According to a study presented at a medical meeting this may provide the first targeted treatment for these patients.
The study published in the New England Journal of Medicine(NEJM) is an expansion of the original Phase 1 clinical trial of Xalkori in patients with the ALK gene mutation. The study involved 50 patients with ROS1-positive non-small cell lung cancers (NSCLC), beginning in late 2010. Researchers reported that Xalkori reduced tumor in 36 of them, that accounts to 72 percent, and stopped tumor growth in other 9 patients. The patients were given twice daily doses of crizotinib.
The findings also showed that Xalkori effectiveness for about 18 months in patients, which was more than the average 8 to 12 months seen for some other targeted treatments.
Xalkori, with annual sales of $400 million was approved in 2011 by the US Center for Disease Control and Prevention (CDC) for lung cancer patients who have a specific mutation in ALK gene, along with a companion diagnostic test to find those with the mutation, that accounts for about 4% of NSCLC as determined by an approved diagnostic test.
Xalkori is not yet approved to treat ROS1-positive patients.
The study was presented at the European Society for Medical Oncology (ESMO) meeting in Madrid.
“Prior to this study, there were a handful of reports describing marked responses to crizotinib in individual patients with ROS1-positive lung tumors,” said Alice Shaw, MD, PhD, of the Massachusetts General Hospital (MGH) Cancer Center, also the lead author of the NEJM report.
“This is the first definitive study to establish crizotinib’s activity in a large group of patients with ROS1-positive lung cancer and to confirm that ROS1 is a bona fide therapeutic target in those patients,” added Shaw.
According to a report published in 2012 by MGH Cancer Center 1 to 2 percent of NSCLCs are driven by rearrangements in ROS1, that encodes a protein with certain structural similarities to that encoded by the ALK gene.
Patients with a mutation to the ROS1 gene are often younger and usually aren’t smokers, Shaw said.

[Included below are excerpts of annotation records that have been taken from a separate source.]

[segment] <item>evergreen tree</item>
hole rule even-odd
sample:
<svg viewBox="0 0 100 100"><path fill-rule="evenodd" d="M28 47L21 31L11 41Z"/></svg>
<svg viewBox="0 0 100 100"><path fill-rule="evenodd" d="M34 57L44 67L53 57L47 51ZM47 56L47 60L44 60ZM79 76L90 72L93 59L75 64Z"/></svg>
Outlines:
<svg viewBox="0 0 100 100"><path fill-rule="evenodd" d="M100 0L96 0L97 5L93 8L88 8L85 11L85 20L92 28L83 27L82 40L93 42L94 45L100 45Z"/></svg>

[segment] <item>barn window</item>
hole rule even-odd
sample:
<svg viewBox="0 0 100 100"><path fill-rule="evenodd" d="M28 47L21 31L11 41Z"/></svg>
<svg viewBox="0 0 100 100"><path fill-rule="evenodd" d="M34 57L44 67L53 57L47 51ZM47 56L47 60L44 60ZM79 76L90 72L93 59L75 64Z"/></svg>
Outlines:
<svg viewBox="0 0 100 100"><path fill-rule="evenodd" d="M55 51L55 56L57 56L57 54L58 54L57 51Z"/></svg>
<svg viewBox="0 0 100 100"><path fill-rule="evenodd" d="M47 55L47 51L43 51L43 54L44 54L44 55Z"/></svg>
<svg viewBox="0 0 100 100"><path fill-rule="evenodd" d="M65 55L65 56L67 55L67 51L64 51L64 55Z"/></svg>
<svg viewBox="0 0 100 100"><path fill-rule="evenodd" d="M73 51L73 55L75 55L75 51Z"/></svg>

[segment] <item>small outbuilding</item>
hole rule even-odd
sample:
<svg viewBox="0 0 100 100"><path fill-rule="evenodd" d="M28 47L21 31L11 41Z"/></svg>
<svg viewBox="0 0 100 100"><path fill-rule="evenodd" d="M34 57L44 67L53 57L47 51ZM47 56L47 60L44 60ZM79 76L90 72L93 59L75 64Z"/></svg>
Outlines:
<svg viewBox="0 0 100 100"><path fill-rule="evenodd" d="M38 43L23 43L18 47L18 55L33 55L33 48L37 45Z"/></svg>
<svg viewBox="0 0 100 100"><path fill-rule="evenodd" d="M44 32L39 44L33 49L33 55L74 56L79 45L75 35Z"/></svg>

“We’re hopeful that because of showing how well this drug works in ROS1 patients, this will let pathologists know they need to screen their patients for this genetic abnormality,” Shaw said. “In lung cancer there’s been a lot of progress made in targeted therapies.”
“This is a great example of success in personalized medicine,” said Dr. John Iafrate, medical director of Massachusetts General’s Center for Integrated Diagnostics and one of the study’s leaders. He called the results “incredibly important for ROS patients.”
In an e-mail issued by Sally Beatty, a company spokeswoman, she said, “Pfizer continues to support clinical research of Xalkori in patients with ROS1 rearrangements to better understand the compound’s activity in this population.”